Srila Prabhupada écrit au sujet de ce verset du cinquième chapitre de la Bhagavad-gita un commentaire péremptoire: «Le dévot ne fait aucune distinction de caste ou d’espèce. Dans une perspective sociale, le brāhmaṇa diffère de l’intouchable, de même que du point de vue des espèces, le chien, la vache et l’éléphant diffèrent, mais pour le spiritualiste doté de la connaissance, ces distinctions corporelles n’ont aucune importance. Il sait que le Seigneur Suprême est présent dans le cœur de tous les êtres dans Sa forme de Paramātmā, Son émanation plénière, et voit donc chacun en relation avec Lui. Telle est la vision de celui qui détient le véritable savoir.»

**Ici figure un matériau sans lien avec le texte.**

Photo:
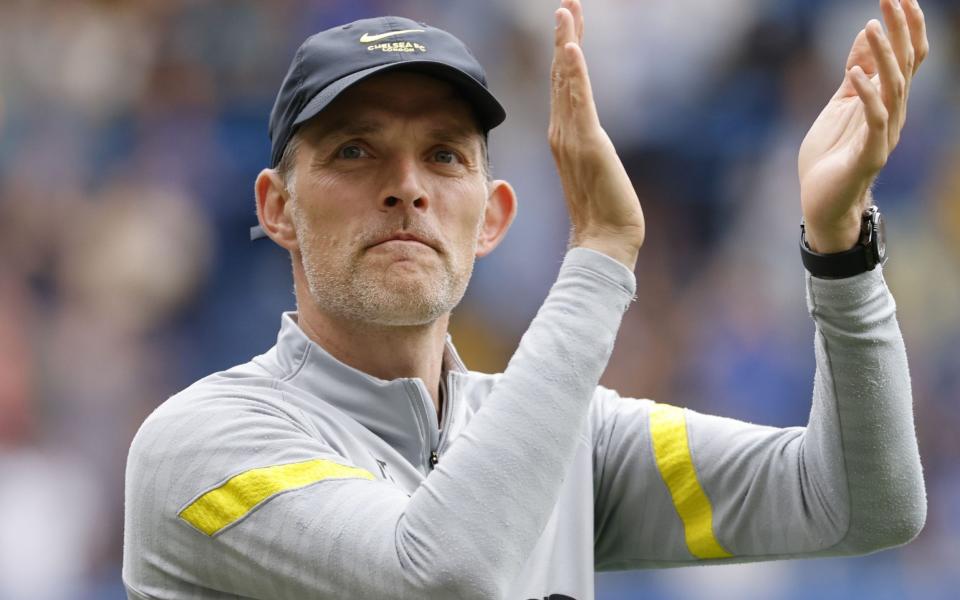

Il est question ici de deux perspectives. L'une est sociale, l'autre spirituelle. Elles ne s'excluent pas, elle se complètent, tout en réduisant à une peau de chagrin l'importance des «distinctions corporelles», des formes. On vient de voir cependant, avec l'exemple de Gour Govinda Maharaja, que le sannyasi garde toujours un oeil ouvert pour ne pas se laisser dépasser par les contingences et les circonstances. On aura l'occasion d'y revenir car il y a beaucoup de choses à dire sur cette vision du monde. Je veux d'abord attirer l'attention sur l'information concernant l'âme, qui est un «véritable savoir». 

En fait, il y a deux êtres en chacun de nous, explique la Mukunda Upanishad, s'aidant de la métaphore des deux oiseaux, l'un est Paramatma, l'âme suprême, l'autre, l'âme individuelle. Quand le pandit observe les espèces et les liens qui les unit, voit-il deux âmes ou une seule? Est-ce l'âme suprême ou l'âme infinitésimale? 

Théoriquement, il voit deux Vishnou. 

Si pour une raison ou une autre, nous n'appliquons pas ce raisonnement et que dans la vie de tous les jours nous n'imaginons pas les formes de Vishnou visibles partout autour de nous, mais, au lieu de cela, nous efforçant de voir simplement des âmes, des âmes comme toutes les traditions religieuses et les philosophes platoniciens les voient, avec moins de détails que ne le font les vaishnavas, qu'observons-nous alors? Comment représente-t-on de manière la plus universelle possible et la plus impersonnelle ce qui est appelé «âme»? Par une lumière.

L'Âme de Dieu, ou notre âme, est lumière. 

Si on voit deux lumières l'une à côté de l'autre, logiquement, elles se confondent. Deux lumières placées côte à côte se résorbent en une. En physique, en tout cas. 

Je lis et j'entends quelquefois dans les réunions entre dévots que le maître spirituel dévoile au disciple avancé l'identité originelle de son âme, siddha deha. Je n'ai jamais lu une telle information sous la plume ou de la bouche de Prabhupada ou de Bhaktisiddhanta Sarasvati Maharaja. Cette erreur est une fausse croyance et elle conduit à des applications spirituelles déviantes appelées sahajiya.